En l’espèce, la division d’annulation considère que l’usage sérieux de la marque contestée a été démontré à suffisance pour les facteurs pertinents, à savoir le lieu, la durée, l’importance et la nature de l’usage, mais uniquement pour une partie des produits pertinents.
Conclusion
Il résulte de ce qui précède que la titulaire de la marque de l’Union européenne n' a pas prouvé l’usage sérieux de la marque de l’Union européenne pour les produits suivants, pour lesquels la déchéance doit donc être prononcée:
Classe 9: Appareils, instruments et câbles pour l’électricité; Équipement de plongée; Les technologies de l’information et les dispositifs audiovisuels, multimédias et photographiques (à l’exception des caméras d’action); Aimants, dispositifs d’aimantation et démagnétiseurs; Instruments, indicateurs et contrôleurs de mesure, de détection et de surveillance; Dispositifs de navigation, de guidage, de traçage, de balisage et de cartographie; Dispositifs, amplificateurs et correcteurs optiques; Contenu enregistré; Dispositifs de sûreté, de sécurité, de protection et de signalisation; Dispositifs scientifiques et de laboratoire pour le traitement utilisant de l’électricité; Appareils de recherche scientifique et de laboratoire, appareils et simulateurs didactiques; Équipement audiovisuel et de technologie de l’information.
La titulaire de la marque de l’Union européenne a prouvé l’usage sérieux pour les autres produits contestés; par conséquent, la demande n’est pas accueillie à cet égard.
Conformément à l’article 62, paragraphe 1, du RMUE, la déchéance prend effet à compter de la date de la demande en déchéance, c’est-à-dire à compter du 06/01/2023.
FRAIS
Décision sur la demande d’annulation no C 58 207 Page sur 11 11
Conformément à l’article 109, paragraphe 1, du RMUE, la partie perdante dans une procédure d’annulation doit supporter les taxes et frais exposés par l’autre partie. Conformément à l’article 109, paragraphe 3, du RMUE, dans la mesure où les parties succombent respectivement sur un ou plusieurs chefs, ou dans la mesure où l’équité l’exige, la division d’annulation décide d’une répartition différente des frais.
Étant donné que l’annulation n’est accueillie que pour une partie des produits contestés, les deux parties succombent respectivement sur un ou plusieurs chefs. Par conséquent, chaque partie doit supporter ses propres dépens.
De la division d’annulation
Andrea VALISA Aldo Blasi Rosario GURRIERI
Conformément à l’article 67 du RMUE, toute partie peut recourir contre cette décision pour autant que cette dernière n’ait pas fait droit à ses prétentions.
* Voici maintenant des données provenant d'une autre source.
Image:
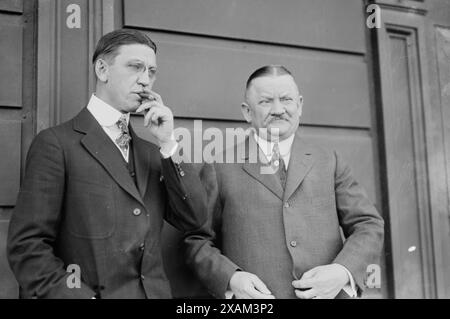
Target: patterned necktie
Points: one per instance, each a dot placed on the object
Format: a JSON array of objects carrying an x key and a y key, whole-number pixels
[
  {"x": 277, "y": 163},
  {"x": 123, "y": 141}
]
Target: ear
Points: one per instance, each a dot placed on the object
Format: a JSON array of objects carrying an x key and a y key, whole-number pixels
[
  {"x": 300, "y": 105},
  {"x": 102, "y": 70},
  {"x": 246, "y": 111}
]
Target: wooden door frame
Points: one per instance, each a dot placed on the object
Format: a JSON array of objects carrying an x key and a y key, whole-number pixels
[{"x": 103, "y": 18}]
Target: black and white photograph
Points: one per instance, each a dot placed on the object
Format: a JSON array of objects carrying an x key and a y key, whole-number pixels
[{"x": 208, "y": 151}]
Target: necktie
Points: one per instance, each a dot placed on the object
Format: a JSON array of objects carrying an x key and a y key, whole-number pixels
[
  {"x": 278, "y": 164},
  {"x": 123, "y": 141}
]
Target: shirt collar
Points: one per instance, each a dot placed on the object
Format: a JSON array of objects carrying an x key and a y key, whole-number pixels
[
  {"x": 104, "y": 113},
  {"x": 266, "y": 146}
]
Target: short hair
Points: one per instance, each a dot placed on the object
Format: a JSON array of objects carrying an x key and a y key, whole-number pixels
[
  {"x": 109, "y": 44},
  {"x": 268, "y": 70}
]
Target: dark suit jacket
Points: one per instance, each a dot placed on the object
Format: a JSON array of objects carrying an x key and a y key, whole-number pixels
[
  {"x": 276, "y": 234},
  {"x": 79, "y": 205}
]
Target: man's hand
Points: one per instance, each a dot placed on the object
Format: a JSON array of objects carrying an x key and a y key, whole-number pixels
[
  {"x": 159, "y": 119},
  {"x": 245, "y": 285},
  {"x": 322, "y": 282}
]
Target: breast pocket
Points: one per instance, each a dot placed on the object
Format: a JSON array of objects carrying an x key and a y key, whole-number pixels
[{"x": 90, "y": 209}]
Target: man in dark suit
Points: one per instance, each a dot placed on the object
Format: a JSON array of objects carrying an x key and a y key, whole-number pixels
[
  {"x": 277, "y": 210},
  {"x": 94, "y": 194}
]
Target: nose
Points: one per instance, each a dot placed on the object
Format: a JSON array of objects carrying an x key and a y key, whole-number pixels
[
  {"x": 144, "y": 79},
  {"x": 277, "y": 107}
]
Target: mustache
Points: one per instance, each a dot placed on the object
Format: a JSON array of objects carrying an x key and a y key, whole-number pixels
[{"x": 271, "y": 118}]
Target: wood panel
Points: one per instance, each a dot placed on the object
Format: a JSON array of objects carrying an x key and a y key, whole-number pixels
[
  {"x": 205, "y": 78},
  {"x": 74, "y": 61},
  {"x": 406, "y": 158},
  {"x": 327, "y": 24},
  {"x": 442, "y": 103},
  {"x": 10, "y": 65},
  {"x": 10, "y": 141},
  {"x": 8, "y": 287},
  {"x": 13, "y": 6}
]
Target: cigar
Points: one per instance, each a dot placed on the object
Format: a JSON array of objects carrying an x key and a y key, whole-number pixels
[{"x": 147, "y": 96}]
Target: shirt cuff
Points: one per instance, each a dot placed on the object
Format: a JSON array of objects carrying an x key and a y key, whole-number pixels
[{"x": 350, "y": 288}]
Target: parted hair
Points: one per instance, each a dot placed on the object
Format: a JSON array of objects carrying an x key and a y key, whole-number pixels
[
  {"x": 267, "y": 70},
  {"x": 108, "y": 45}
]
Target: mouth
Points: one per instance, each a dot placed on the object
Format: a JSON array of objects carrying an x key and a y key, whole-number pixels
[{"x": 144, "y": 96}]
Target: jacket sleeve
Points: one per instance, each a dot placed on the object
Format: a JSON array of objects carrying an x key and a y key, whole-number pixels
[
  {"x": 35, "y": 222},
  {"x": 361, "y": 223},
  {"x": 212, "y": 268}
]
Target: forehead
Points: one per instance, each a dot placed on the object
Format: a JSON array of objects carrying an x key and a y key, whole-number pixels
[
  {"x": 136, "y": 51},
  {"x": 273, "y": 84}
]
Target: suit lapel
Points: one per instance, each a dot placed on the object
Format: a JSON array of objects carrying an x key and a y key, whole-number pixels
[
  {"x": 252, "y": 154},
  {"x": 142, "y": 159},
  {"x": 300, "y": 164},
  {"x": 100, "y": 146}
]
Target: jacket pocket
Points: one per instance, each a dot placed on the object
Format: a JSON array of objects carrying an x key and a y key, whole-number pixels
[{"x": 89, "y": 209}]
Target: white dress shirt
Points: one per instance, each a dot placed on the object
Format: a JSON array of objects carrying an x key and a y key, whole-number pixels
[
  {"x": 285, "y": 152},
  {"x": 107, "y": 117}
]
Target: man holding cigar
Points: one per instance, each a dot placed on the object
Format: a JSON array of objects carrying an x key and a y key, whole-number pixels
[{"x": 95, "y": 195}]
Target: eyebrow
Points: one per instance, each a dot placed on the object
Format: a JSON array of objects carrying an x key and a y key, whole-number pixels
[{"x": 141, "y": 62}]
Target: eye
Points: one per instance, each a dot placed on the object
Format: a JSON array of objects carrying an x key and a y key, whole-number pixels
[{"x": 152, "y": 73}]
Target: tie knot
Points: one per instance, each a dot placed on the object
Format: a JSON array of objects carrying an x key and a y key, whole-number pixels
[
  {"x": 276, "y": 150},
  {"x": 124, "y": 138},
  {"x": 122, "y": 124}
]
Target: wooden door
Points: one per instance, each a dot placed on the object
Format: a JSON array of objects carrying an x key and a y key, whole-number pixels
[
  {"x": 414, "y": 55},
  {"x": 16, "y": 114}
]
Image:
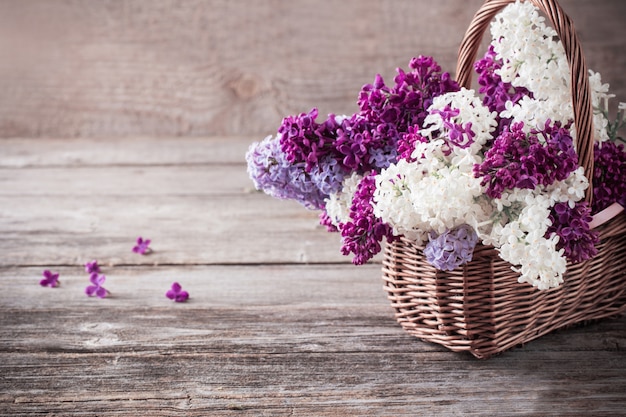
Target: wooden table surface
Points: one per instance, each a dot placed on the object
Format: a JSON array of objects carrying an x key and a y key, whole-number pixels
[{"x": 278, "y": 323}]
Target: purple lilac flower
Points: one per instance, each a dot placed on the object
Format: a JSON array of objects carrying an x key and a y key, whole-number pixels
[
  {"x": 518, "y": 160},
  {"x": 326, "y": 221},
  {"x": 96, "y": 288},
  {"x": 363, "y": 234},
  {"x": 572, "y": 227},
  {"x": 177, "y": 294},
  {"x": 609, "y": 179},
  {"x": 496, "y": 93},
  {"x": 406, "y": 144},
  {"x": 452, "y": 248},
  {"x": 91, "y": 267},
  {"x": 271, "y": 172},
  {"x": 328, "y": 176},
  {"x": 50, "y": 279},
  {"x": 303, "y": 140},
  {"x": 143, "y": 246},
  {"x": 389, "y": 112}
]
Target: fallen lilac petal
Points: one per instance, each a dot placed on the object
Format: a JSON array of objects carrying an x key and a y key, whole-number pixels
[
  {"x": 91, "y": 267},
  {"x": 96, "y": 289},
  {"x": 142, "y": 246},
  {"x": 177, "y": 294}
]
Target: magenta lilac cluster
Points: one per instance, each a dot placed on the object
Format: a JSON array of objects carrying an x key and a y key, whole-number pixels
[
  {"x": 524, "y": 161},
  {"x": 308, "y": 160},
  {"x": 609, "y": 178},
  {"x": 571, "y": 224},
  {"x": 361, "y": 236}
]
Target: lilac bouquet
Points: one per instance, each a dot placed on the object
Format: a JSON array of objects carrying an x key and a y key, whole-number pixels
[{"x": 449, "y": 167}]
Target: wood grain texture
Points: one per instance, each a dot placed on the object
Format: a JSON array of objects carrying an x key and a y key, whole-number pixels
[
  {"x": 85, "y": 68},
  {"x": 278, "y": 323}
]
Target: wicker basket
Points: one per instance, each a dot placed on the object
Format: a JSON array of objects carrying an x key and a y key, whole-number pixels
[{"x": 481, "y": 308}]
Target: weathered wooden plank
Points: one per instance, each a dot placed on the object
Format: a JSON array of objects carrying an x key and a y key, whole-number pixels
[
  {"x": 306, "y": 340},
  {"x": 185, "y": 229},
  {"x": 161, "y": 67},
  {"x": 135, "y": 151}
]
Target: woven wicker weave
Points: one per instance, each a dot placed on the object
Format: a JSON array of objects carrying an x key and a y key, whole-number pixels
[{"x": 481, "y": 308}]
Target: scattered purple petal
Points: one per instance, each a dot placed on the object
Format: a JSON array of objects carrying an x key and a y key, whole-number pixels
[
  {"x": 96, "y": 289},
  {"x": 92, "y": 267},
  {"x": 50, "y": 279},
  {"x": 177, "y": 294},
  {"x": 142, "y": 246}
]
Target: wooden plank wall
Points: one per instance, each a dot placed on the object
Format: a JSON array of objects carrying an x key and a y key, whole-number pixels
[{"x": 121, "y": 68}]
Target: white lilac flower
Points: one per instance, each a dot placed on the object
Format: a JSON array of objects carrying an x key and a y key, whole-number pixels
[{"x": 338, "y": 203}]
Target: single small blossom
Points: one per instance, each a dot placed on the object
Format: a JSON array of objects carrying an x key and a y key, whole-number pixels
[
  {"x": 177, "y": 294},
  {"x": 96, "y": 289},
  {"x": 91, "y": 267},
  {"x": 49, "y": 279},
  {"x": 142, "y": 246}
]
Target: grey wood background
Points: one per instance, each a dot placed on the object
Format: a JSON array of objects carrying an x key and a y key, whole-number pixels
[{"x": 121, "y": 68}]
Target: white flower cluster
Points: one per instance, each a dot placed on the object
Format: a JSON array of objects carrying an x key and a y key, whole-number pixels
[
  {"x": 440, "y": 191},
  {"x": 338, "y": 204}
]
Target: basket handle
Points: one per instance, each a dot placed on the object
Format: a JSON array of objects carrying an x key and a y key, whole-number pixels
[{"x": 581, "y": 97}]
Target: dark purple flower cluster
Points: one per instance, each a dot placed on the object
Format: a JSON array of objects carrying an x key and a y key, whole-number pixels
[
  {"x": 362, "y": 235},
  {"x": 496, "y": 93},
  {"x": 451, "y": 249},
  {"x": 572, "y": 226},
  {"x": 609, "y": 178},
  {"x": 406, "y": 144},
  {"x": 307, "y": 161},
  {"x": 393, "y": 110},
  {"x": 525, "y": 161}
]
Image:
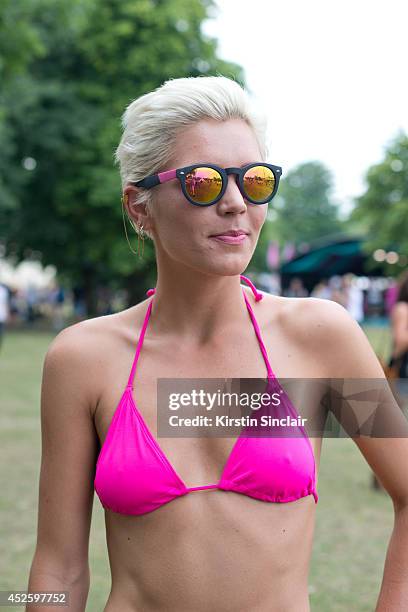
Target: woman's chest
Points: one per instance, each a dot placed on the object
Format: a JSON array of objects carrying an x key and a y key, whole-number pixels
[{"x": 198, "y": 455}]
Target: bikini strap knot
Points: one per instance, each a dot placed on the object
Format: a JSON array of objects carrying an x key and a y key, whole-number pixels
[{"x": 257, "y": 294}]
Conformément à l’article 68 du RMUE, le recours doit être formé par écrit auprès de l’Office dans un délai de deux mois à compter du jour de la notification de la présente décision. L’acte de recours est déposé dans la langue de procédure de la décision attaquée. En outre, un mémoire exposant les motifs du recours doit être déposé par écrit dans un délai de quatre mois à compter de cette date. Le recours n’est considéré comme formé qu’après paiement de la taxe de recours d’un montant de 720 EUR.